The Nonsensical Ramblings of a Cornucopian

The debate over peak oil is increasing. A line is being drawn in the sand between those who see the tip of the iceberg, and those you have looked under the water. Here are one man’s ramblings from a recent debate I had. It is not edited, although I paraphrased the first paragraph, and much of what follows is out of context; however, the statements are so profound as to not matter, in my opinion. I’ll let you be the judge of that.

I write this not to bash one man’s views, but to point out just how much some are in denial about the issue and to what lengths they will go, and what straws they will grasp, just to insist it just ain’t so. We have our work cut out for us to persuade the masses to accept a much needed change in our world view, not just a change in energy policy.

So, without further ado:

“Peak oil is merely a possible point where an imbalance takes place between demand and lack of supply. In a nutshell, the problem has already been identified as too much road and air transport, as well as, plastic consumption, and the lack of a techno-fix at the time of writing on the demand or supply side coupled with the downstream effect of that.

It is a fact that several new energy sources have been invented by the use of new devices since 1750. Tomorrow one *could* be invented to supply all our needs for thousands of years simply by figuring out a way to transfer energy by use of resources. You stated oil is a primary energy source, when quite clearly even today it’s not.
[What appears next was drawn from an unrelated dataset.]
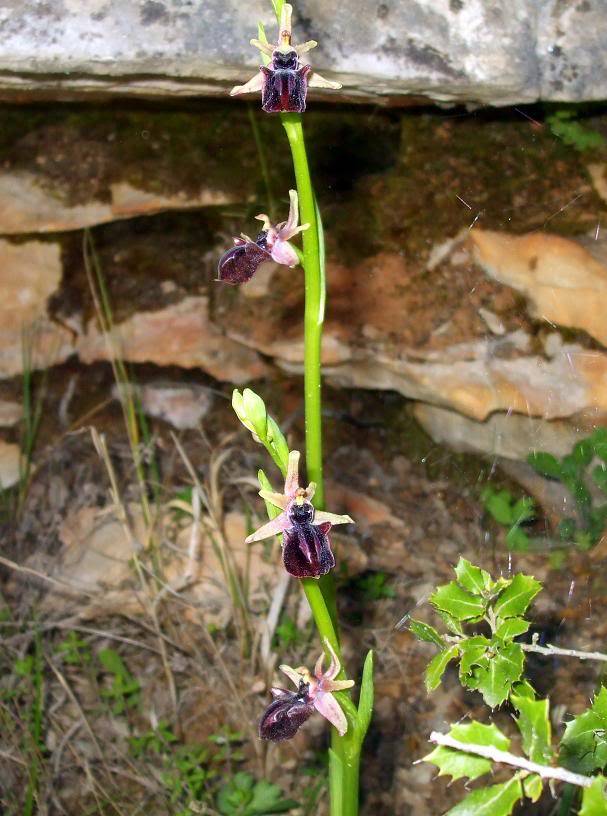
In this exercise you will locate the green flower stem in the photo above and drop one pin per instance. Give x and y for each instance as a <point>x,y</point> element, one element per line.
<point>315,297</point>
<point>344,757</point>
<point>313,264</point>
It was not important until 1950. Only the very rich and military had a few planes, there was hardly any cars about. I've told already, up until then it was a railway age, oil meant nothing.

There is also no evidence that *one* commodity, oil, or industrialized society has increased population more that it would have done *overall*. At present the earth could support 67 billion people on a minimal diet if farmers used the most advanced agricultural methods. There is no evidence that through substitution, public education and planning that the population cannot be sustained for the foreseeable future. Efficiency should offset price rises for the next 20 years or so.

No, fossil fuels did not create most of the infrastructure in many parts of the world! No, growth does not require production; money is also generated from services. Energy does not = economic growth. Some energy = economic growth. The reason I said some energy, because you need a certain amount. However energy = growth would imply it's proportional and it's not. There's plenty of economists that don't agree energy = growth. In fact, if anything, too much energy is less productivity and less growth. This is a very US idea energy = growth.

People breed when they see the need or out of sheer stupidity. It is incorrect to say oil created a population boom on its own and will shrink back as it declines. The Green Revolution was just a way to reduce costs and staffing, very similar to the actions of any other industry sector to stay competitive.

If oil wasn't available, we would be still living in a steam engine world, very probably with a similar level of industrialization and population we have now. ”

Author’s note:

People should start asking themselves how they can construct localized economies out of the rubble.